C. annulatum. A remarkable species of Calliostoma, found in California. The whorls are adorned with revolving rows of raised dots, and the sutures are frescoed in exquisite purple. This beautiful species lives upon seaweed, and on pleasant days comes to the surface of the water. It can then be collected from a boat by drawing in quantities of seaweed. It is very unlikely that the collector will ever find a specimen upon the beach, for the shell is too fragile to withstand the rough handling of the waves. Length one inch.

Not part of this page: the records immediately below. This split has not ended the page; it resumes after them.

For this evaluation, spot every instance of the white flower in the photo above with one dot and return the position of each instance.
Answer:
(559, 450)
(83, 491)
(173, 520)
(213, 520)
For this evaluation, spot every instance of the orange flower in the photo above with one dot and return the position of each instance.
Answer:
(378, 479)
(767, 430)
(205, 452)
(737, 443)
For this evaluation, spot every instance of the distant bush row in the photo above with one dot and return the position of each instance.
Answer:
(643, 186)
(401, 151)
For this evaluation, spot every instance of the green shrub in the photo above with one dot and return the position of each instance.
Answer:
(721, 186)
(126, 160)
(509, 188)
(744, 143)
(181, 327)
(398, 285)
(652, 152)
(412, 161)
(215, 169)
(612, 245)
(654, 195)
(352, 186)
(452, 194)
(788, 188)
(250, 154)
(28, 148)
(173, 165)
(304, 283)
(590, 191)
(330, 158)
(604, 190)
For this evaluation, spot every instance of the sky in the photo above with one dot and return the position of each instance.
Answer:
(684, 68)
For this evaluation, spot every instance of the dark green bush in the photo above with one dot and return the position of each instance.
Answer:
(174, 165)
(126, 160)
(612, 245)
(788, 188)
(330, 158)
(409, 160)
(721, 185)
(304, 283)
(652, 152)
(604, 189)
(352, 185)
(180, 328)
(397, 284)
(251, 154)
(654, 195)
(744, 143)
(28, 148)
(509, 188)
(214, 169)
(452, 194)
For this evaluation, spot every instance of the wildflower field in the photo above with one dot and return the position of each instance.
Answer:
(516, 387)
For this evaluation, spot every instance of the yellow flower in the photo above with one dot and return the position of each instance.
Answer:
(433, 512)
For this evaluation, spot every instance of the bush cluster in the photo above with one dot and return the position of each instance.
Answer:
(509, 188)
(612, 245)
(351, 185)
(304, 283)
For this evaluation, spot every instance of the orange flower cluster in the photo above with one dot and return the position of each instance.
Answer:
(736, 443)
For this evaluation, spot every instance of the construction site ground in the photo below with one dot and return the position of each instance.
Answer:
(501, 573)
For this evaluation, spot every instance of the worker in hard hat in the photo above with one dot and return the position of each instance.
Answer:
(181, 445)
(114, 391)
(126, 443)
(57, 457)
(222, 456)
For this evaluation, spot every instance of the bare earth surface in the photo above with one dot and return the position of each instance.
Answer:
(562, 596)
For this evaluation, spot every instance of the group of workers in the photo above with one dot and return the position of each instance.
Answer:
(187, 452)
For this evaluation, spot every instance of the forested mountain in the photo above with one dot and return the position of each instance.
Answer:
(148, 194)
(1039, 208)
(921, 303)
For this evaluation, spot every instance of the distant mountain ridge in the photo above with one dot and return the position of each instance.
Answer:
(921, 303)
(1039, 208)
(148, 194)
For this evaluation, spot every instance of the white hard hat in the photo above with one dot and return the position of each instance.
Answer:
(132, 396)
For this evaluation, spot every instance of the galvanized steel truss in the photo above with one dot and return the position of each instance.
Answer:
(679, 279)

C. canaliculatum. The largest member of this genus to be found in American waters. It resembles the last species in form, but lacks the purple sutures. The revolving ribs are very numerous and prominent. There is no umbilicus. Length one to one and a half inches. Found on the Pacific coast.

C. costatum. A heavier shell than the preceding, with somewhat more rounded whorls. Reddish-brown in color; numerous revolving ridges; no umbilicus; about three quarters of an inch in length. It is found in rocky places, and sometimes in considerable numbers, just at low-tide mark. Found in California. [pg362]

Genus Chlorostoma

This genus is represented in California by several species, the commonest of which is probably C. funebrale—a doleful name, no doubt given on account of the jet-black color.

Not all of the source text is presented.